“No one helped” as Muslim woman’s hijab ripped off

The Metropolitan Police are investigating an alleged racially-motivated hate crime in North London.

The attack took place on September 28 in Haringey, North East London.

The victim, aged 21, was outside The College of Haringey with another woman when two men approached them from behind. One of the men pulled down her headscarf leaving her “shocked and distressed.”

Both men fled away straight after the attack at about 7.30pm.

One of the men is described as white with blond or ginger shaved hair and stubble, about 5ft 6in tall and wearing a burgundy hoodie.

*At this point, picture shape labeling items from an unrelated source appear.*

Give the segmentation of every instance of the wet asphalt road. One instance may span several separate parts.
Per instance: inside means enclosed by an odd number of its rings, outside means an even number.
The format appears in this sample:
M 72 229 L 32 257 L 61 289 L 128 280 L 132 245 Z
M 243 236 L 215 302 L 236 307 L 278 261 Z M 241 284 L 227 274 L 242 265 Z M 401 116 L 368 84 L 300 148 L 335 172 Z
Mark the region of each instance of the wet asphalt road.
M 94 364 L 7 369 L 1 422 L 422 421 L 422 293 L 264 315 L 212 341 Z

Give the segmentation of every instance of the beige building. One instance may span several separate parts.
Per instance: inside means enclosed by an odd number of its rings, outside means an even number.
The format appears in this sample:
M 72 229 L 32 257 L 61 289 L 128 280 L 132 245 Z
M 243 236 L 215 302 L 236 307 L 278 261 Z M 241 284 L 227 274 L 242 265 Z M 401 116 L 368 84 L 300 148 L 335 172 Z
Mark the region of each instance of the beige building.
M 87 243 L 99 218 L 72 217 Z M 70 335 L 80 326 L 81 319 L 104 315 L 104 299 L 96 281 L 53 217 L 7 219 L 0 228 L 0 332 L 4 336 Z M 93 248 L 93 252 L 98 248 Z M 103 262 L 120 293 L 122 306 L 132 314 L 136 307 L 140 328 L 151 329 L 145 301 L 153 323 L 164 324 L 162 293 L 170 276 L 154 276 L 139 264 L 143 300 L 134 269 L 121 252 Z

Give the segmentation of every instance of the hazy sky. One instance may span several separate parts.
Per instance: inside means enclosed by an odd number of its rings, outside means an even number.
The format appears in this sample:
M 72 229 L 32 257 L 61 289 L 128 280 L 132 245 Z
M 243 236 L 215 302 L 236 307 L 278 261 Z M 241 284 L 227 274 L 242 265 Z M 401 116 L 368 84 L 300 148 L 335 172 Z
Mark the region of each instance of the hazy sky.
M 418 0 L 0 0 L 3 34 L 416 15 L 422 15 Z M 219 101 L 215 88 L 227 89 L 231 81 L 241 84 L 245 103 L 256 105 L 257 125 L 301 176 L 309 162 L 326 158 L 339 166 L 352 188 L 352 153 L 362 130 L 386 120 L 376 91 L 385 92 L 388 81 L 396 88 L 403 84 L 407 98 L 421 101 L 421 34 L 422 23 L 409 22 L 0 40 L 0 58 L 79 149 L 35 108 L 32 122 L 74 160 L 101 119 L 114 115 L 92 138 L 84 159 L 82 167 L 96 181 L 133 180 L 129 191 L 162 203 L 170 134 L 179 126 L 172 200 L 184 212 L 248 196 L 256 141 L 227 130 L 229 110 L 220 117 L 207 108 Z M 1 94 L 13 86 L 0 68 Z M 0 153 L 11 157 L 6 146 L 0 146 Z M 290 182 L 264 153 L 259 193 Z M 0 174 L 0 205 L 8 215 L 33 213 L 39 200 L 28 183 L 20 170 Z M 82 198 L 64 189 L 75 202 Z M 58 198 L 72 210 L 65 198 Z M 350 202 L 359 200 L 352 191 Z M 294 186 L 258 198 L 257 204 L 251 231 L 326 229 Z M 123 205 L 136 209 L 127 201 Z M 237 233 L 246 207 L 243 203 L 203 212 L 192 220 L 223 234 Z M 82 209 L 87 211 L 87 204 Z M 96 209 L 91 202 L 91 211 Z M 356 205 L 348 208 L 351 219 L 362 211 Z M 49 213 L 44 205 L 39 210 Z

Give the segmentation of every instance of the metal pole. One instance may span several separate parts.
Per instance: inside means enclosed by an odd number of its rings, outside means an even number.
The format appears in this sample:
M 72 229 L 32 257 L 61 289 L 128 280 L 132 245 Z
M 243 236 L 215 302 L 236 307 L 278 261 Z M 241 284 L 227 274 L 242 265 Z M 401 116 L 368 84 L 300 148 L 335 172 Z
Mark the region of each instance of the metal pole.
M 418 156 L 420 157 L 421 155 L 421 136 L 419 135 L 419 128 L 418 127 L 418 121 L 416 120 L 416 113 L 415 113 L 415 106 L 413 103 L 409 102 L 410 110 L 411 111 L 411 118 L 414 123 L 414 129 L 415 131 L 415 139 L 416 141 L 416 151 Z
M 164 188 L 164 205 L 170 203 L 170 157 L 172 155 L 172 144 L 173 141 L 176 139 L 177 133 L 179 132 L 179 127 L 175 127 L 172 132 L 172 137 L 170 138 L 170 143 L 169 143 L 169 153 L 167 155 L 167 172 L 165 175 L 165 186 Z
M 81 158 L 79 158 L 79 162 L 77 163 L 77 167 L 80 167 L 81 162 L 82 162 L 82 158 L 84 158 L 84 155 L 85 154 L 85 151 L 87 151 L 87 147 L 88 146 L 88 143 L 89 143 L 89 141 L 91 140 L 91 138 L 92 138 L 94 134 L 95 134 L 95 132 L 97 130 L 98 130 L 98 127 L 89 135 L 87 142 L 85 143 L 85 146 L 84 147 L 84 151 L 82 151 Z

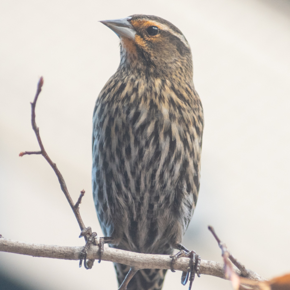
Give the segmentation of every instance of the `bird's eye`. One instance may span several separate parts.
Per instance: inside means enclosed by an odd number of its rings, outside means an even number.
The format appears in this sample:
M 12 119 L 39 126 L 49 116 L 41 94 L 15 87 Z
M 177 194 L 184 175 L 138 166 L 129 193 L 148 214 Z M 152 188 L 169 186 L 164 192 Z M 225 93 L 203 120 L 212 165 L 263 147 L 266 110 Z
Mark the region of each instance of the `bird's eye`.
M 156 26 L 149 26 L 146 30 L 146 31 L 149 35 L 154 36 L 158 34 L 159 30 Z

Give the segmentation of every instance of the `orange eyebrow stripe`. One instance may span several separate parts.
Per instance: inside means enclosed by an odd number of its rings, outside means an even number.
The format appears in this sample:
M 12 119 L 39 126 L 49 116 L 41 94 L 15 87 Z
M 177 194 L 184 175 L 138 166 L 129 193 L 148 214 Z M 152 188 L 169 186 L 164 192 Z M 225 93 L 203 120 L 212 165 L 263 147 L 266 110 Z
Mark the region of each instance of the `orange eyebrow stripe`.
M 160 28 L 159 26 L 156 22 L 154 21 L 150 21 L 146 20 L 132 20 L 131 21 L 131 24 L 135 27 L 140 27 L 141 26 L 157 26 Z

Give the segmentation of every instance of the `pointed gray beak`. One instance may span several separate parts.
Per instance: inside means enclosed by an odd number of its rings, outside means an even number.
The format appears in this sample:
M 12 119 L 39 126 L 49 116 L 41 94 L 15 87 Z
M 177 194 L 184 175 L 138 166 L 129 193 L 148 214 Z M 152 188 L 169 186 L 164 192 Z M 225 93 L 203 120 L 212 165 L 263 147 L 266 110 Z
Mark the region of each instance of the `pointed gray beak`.
M 131 17 L 129 17 L 121 19 L 102 20 L 99 22 L 112 29 L 119 37 L 123 36 L 135 40 L 136 32 L 129 22 L 131 19 Z

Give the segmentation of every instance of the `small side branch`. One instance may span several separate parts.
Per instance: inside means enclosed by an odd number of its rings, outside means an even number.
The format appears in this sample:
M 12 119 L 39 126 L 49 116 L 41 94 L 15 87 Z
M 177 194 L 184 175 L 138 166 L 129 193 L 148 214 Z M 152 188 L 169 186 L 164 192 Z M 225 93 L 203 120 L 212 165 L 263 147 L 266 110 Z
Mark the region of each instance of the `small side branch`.
M 37 154 L 41 155 L 44 157 L 46 160 L 47 161 L 49 165 L 51 166 L 53 171 L 56 175 L 58 179 L 60 185 L 61 190 L 64 194 L 70 207 L 72 210 L 72 211 L 73 211 L 81 230 L 82 230 L 85 228 L 85 226 L 81 217 L 79 209 L 79 206 L 81 202 L 81 198 L 80 197 L 80 198 L 79 198 L 79 200 L 78 201 L 78 204 L 77 202 L 77 205 L 76 206 L 69 193 L 66 187 L 66 185 L 62 175 L 58 170 L 56 164 L 52 162 L 44 149 L 41 138 L 40 138 L 40 135 L 39 133 L 39 128 L 36 125 L 36 122 L 35 121 L 35 107 L 36 106 L 36 103 L 38 99 L 38 97 L 40 93 L 40 92 L 41 92 L 41 88 L 43 85 L 43 78 L 41 77 L 39 79 L 37 84 L 37 89 L 36 90 L 36 93 L 35 94 L 35 97 L 34 97 L 34 99 L 32 103 L 30 103 L 31 105 L 31 125 L 32 126 L 32 128 L 36 136 L 36 138 L 37 139 L 37 142 L 38 142 L 40 151 L 25 151 L 24 152 L 21 152 L 19 153 L 19 156 L 22 157 L 25 155 Z M 86 239 L 85 237 L 85 238 Z
M 129 282 L 138 271 L 138 269 L 135 269 L 134 267 L 131 267 L 118 290 L 126 290 Z

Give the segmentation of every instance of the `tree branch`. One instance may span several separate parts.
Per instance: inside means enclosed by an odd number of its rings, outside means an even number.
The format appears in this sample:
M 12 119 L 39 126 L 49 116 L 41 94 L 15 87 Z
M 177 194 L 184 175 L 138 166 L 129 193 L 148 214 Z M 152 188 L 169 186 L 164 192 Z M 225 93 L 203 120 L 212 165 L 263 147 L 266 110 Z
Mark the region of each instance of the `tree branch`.
M 38 144 L 39 145 L 39 148 L 40 148 L 40 151 L 25 151 L 24 152 L 21 152 L 19 153 L 19 156 L 22 157 L 24 155 L 31 155 L 33 154 L 41 154 L 45 158 L 45 160 L 48 162 L 49 165 L 52 168 L 55 173 L 56 175 L 57 178 L 58 179 L 60 185 L 60 187 L 61 188 L 61 190 L 64 194 L 66 199 L 67 200 L 68 203 L 69 204 L 70 207 L 72 211 L 73 211 L 74 213 L 75 216 L 77 220 L 77 221 L 81 229 L 81 231 L 83 230 L 86 227 L 85 226 L 84 224 L 83 221 L 83 220 L 81 217 L 81 215 L 79 213 L 79 205 L 80 203 L 81 200 L 81 197 L 80 197 L 79 199 L 79 200 L 77 202 L 77 206 L 76 206 L 70 197 L 70 195 L 68 192 L 67 188 L 66 187 L 66 182 L 64 181 L 62 175 L 60 173 L 58 168 L 57 166 L 55 163 L 52 162 L 52 160 L 50 159 L 49 156 L 48 156 L 46 153 L 46 151 L 44 149 L 44 147 L 42 143 L 41 138 L 40 138 L 40 135 L 39 133 L 39 128 L 36 125 L 36 122 L 35 121 L 35 107 L 36 106 L 36 102 L 38 98 L 38 96 L 39 96 L 40 92 L 41 92 L 41 88 L 43 85 L 43 78 L 41 77 L 39 79 L 38 83 L 37 84 L 37 89 L 36 90 L 36 93 L 35 94 L 35 96 L 34 97 L 34 99 L 32 103 L 30 103 L 31 105 L 31 125 L 32 126 L 32 128 L 33 129 L 34 133 L 35 133 L 36 136 L 36 138 L 37 139 L 37 142 L 38 142 Z M 84 194 L 82 195 L 83 195 L 84 194 Z M 86 237 L 84 237 L 86 241 Z
M 0 251 L 33 257 L 77 260 L 79 260 L 83 247 L 29 244 L 0 238 Z M 92 245 L 88 251 L 87 257 L 88 259 L 99 259 L 99 247 Z M 138 269 L 170 269 L 171 261 L 171 258 L 167 255 L 141 254 L 106 247 L 104 249 L 102 260 L 128 265 Z M 187 271 L 189 260 L 188 258 L 177 259 L 174 269 Z M 240 275 L 240 271 L 237 268 L 234 268 L 233 270 L 237 275 Z M 257 281 L 266 280 L 256 273 L 250 271 L 251 275 L 249 279 Z M 225 279 L 224 264 L 217 262 L 202 260 L 200 273 Z

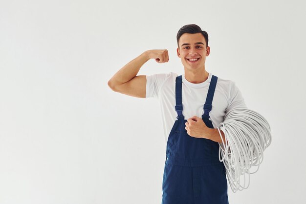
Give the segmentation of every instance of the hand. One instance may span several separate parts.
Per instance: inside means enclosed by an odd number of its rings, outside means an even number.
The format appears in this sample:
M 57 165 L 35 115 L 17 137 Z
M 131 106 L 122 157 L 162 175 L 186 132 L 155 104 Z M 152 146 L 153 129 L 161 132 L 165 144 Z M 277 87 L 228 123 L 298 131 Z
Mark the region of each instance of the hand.
M 211 128 L 206 126 L 201 118 L 197 116 L 195 116 L 187 119 L 185 125 L 187 134 L 191 137 L 208 139 L 210 135 Z
M 168 62 L 169 61 L 167 50 L 149 50 L 147 52 L 150 59 L 154 59 L 158 63 Z

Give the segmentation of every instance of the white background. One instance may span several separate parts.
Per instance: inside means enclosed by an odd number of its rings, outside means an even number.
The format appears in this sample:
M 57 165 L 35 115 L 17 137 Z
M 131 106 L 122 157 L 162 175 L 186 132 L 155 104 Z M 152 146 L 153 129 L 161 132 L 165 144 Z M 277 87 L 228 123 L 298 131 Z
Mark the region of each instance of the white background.
M 109 79 L 148 49 L 138 74 L 183 73 L 176 35 L 209 35 L 206 70 L 236 82 L 272 141 L 230 204 L 295 204 L 306 190 L 306 3 L 292 0 L 1 0 L 0 204 L 160 204 L 158 102 Z

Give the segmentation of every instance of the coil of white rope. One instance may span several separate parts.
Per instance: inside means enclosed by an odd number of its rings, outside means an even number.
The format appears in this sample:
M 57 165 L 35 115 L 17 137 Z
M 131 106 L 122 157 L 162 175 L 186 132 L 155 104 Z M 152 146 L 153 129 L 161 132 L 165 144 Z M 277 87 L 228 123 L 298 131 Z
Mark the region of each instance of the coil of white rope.
M 263 151 L 271 143 L 270 125 L 256 111 L 240 108 L 226 113 L 217 129 L 222 141 L 219 143 L 219 160 L 224 164 L 231 188 L 234 193 L 247 188 L 250 174 L 258 170 Z M 224 133 L 225 141 L 220 130 Z M 253 166 L 257 166 L 257 169 L 251 172 Z

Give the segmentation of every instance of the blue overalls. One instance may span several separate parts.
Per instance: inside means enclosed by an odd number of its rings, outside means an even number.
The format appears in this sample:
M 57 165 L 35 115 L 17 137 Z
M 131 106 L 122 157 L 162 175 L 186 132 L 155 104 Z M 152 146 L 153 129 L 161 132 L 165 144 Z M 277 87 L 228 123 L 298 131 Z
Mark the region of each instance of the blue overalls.
M 218 77 L 213 75 L 202 119 L 213 128 L 209 112 Z M 227 204 L 225 168 L 219 161 L 218 143 L 189 136 L 185 129 L 182 76 L 176 77 L 175 122 L 167 143 L 162 204 Z

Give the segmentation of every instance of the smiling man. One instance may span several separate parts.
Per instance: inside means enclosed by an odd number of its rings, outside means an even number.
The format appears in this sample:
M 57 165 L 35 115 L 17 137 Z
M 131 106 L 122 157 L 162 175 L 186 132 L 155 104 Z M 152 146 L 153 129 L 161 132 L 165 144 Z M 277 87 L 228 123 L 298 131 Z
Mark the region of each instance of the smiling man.
M 167 142 L 162 204 L 228 204 L 225 168 L 219 159 L 219 143 L 224 136 L 216 127 L 227 112 L 246 106 L 235 82 L 206 71 L 206 32 L 186 25 L 176 40 L 184 74 L 137 76 L 150 59 L 169 61 L 167 50 L 149 50 L 117 72 L 108 84 L 117 92 L 160 102 Z

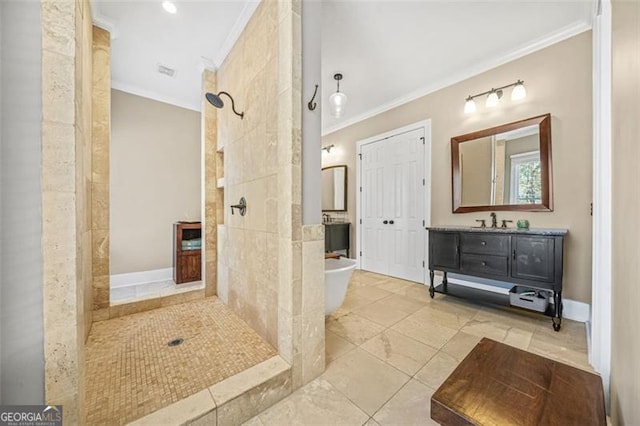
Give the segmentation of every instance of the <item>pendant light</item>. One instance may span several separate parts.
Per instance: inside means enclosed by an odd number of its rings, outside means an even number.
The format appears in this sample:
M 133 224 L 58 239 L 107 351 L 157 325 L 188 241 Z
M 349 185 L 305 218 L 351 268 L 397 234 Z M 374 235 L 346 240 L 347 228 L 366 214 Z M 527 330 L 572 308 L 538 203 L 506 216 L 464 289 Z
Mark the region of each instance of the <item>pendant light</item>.
M 336 80 L 338 88 L 336 92 L 329 97 L 329 107 L 331 108 L 331 115 L 336 118 L 340 118 L 344 112 L 344 106 L 347 103 L 347 95 L 340 92 L 340 80 L 342 80 L 342 74 L 335 74 L 333 79 Z

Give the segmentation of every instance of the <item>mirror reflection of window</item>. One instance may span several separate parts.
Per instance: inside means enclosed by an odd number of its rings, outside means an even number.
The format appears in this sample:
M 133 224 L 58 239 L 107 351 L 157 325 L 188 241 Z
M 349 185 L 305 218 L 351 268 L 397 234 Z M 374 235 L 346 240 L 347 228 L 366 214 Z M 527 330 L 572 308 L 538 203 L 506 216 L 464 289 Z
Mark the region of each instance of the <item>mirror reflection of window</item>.
M 322 169 L 322 211 L 347 210 L 347 166 Z
M 540 151 L 512 155 L 510 204 L 539 204 L 542 202 Z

The second man is described as being of Mediterranean appearance, aged between his late 20s and early 30s, clean shaven and with spiky hair. He is said to have been wearing a grey hoodie.

Detective Constable Ben Cousin, of Haringey Community Safety Unit, said: “This was a shocking attack in broad daylight in the middle of a busy street.

“Racially and religiously-motivated crimes will not be tolerated I would appeal to anyone who witnessed this attack to contact police.”

The victim has told the Evening Standard nobody offered her any help against her assailant. She says stood up to him herself: “I was shocked and then got angry I started shouting at him saying ‘how can you do that?’ I don’t think he thought I was going to stand up for myself, he thought I was just going to cry about it.”

She added: “I don’t feel safe on the streets, I’m more cautious than I have ever been – especially around men. My father doesn’t want me to leave the house on my own anymore but I can’t always have someone with me.

“I have to get to university and go to the library and get on with my life but it’ll always in the back of my mind.

“My hijab is my religious faith, it’s my identity, it’s who I am. For him to come and pull it off it saddens me. It’s 2016 and people are still hating on each other because of their faith and choices.”

The police investigation into the attack comes as National Hate Crime Awareness Week begins.

The  recording of the attack by police as racially motivated could be problematic, according to some campaigners.

Shahab Adris of Muslim Engagement and Development (MEND) told 5 Pillars a lot of more work is needed to specifically address the problem of anti-Muslim hate crimes. He feels incorrect labelling of such attacks could prevent proper monitoring. “There have been cases where police forces have recorded an Islamophobic incident as a racially motivated incident, which then makes it difficult to map and monitor anti-Muslim cases. All relevant staff need to be efficiently trained in understanding and dealing with anti-Muslim hate-crimes and for consistency in identifying and recording anti-Muslim hate crimes and incidents.”